I can break it down in terms of food. I love good food. My food baby is well fed and my palate is frequently pleased. Food joy can sound orgasmic. My international family means we have international foods at holiday gatherings. Christmas will include a turkey and ham, but my sister and I have made loads of tamales and champurrado to go with her sangria. What I’ve learned is that even if you come from Thailand and know how to cook Thai food, it might not taste good because not everyone can cook. Your Italian aunt’s spaghetti might be homemade but you might still prefer a jar of Barilla to her labor of love because she could burn water without supervision.
We can’t judge a group of people on the actions of a handful of people that probably could have used more hugs than they got when growing up. Bigotry and hate often look like fear. Fear, like stress and guilt are within you and if you let it cripple you into bigotry, that’s your own fault and can’t be blamed on beliefs you are too afraid to try to understand or challenge. Woman up, or man up, or tranny up. Get that handled so you can do epic shit and look past what you didn’t understand to be more than you see right now.
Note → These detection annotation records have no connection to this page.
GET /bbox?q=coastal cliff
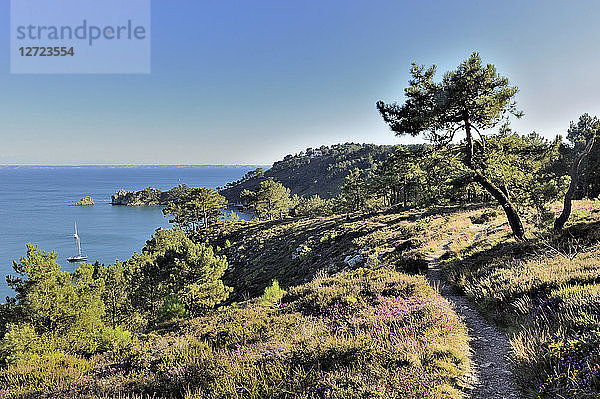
[110,184,190,206]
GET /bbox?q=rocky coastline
[71,195,94,206]
[110,185,191,206]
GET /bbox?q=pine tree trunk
[464,112,525,240]
[554,136,596,231]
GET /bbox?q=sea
[0,165,257,302]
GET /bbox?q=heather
[436,201,600,398]
[0,268,469,398]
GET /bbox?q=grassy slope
[428,201,600,398]
[0,209,469,399]
[212,212,425,300]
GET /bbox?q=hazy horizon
[0,0,600,165]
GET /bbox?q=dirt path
[427,242,522,399]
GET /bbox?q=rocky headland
[110,184,191,206]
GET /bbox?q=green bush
[159,294,188,321]
[261,280,285,305]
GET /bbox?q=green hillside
[221,143,394,204]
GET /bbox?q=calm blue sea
[0,166,255,302]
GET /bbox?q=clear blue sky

I didn’t know anyone that was in one of those buildings that day until a couple of months ago, and she amazes me with her zeal for life. She wasn’t in the building when it was hit, but she was in the building that day and in the city at the time of the attack. Her children and her work are her passions and there is so much room for intentional engagement when I do see her. I know a rescuer who was a fire fighter at the time and she’s still tough as nails and likely suffers from what that dust did to her lungs. Both of these women are inspirations to me for getting through that as closely as they were and living a life that isn’t a prison to that experience. They live. In all they do, they don’t allow their strength and courage to die. They are braver than anyone will ever give them credit for because it wasn’t born for recognition but for survival. It came in silence and is not something they put on but who they are. They are amazing and strong women in every sense of what being a woman means to me.
In 1994, September 11th was the day I was baptized. It was a day to declare my belief in the religion I was raised in.
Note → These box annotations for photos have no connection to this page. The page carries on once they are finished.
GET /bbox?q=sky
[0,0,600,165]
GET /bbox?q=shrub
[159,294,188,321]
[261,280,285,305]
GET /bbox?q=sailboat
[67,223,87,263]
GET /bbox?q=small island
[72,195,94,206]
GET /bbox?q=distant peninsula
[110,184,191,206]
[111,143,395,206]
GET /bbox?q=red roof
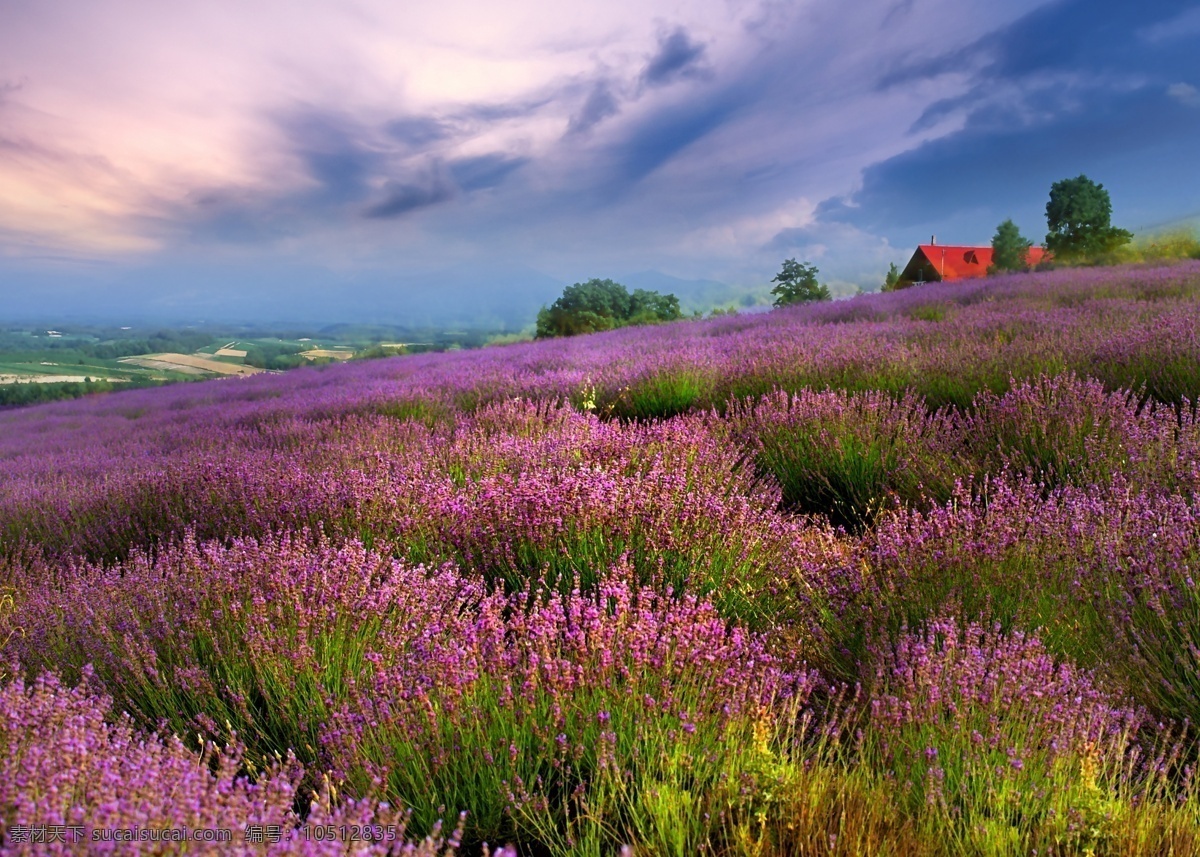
[917,244,1045,280]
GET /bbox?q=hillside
[0,262,1200,855]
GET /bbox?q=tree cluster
[988,174,1133,274]
[536,280,683,340]
[770,259,833,306]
In 2001, September 11 was the day our country felt hate. A war was started and my children don’t know what it means to live in peace. It was the starting point for many of us, and a mark in a long history for others. It is the most significant entry in my son’s history books that I can give a first hand experience of.
In 2012, September 11 was the day I made a trip to the hospital to visit 6 day old twins and marvel at the fact that they were still alive even though they were born at 29 weeks. It was the first time Baby A was allowed kangaroo care, and I held her against my chest so she could hear my heartbeat and borrow my warmth.
In 2015, September 11 was a day of hope for me. I had encouragement from my son’s principal because she saw me struggle through being a single mother and she knew what I needed to hear from her own walk through it. I wish her the best in her new school. My family had just surprised me with groceries because I needed the help to feed my kids after their Dad left me. That day showed me that I’m stronger than I thought I could be.
Today, it’s a day of peace. I get to hear happy sounds as my sons interact with each other and I steal hugs throughout the day. I’m sipping coffee and I’m writing where the only editor in my head sounds like my voice and not what someone else might say. Today, September 11 is a day of personal freedom.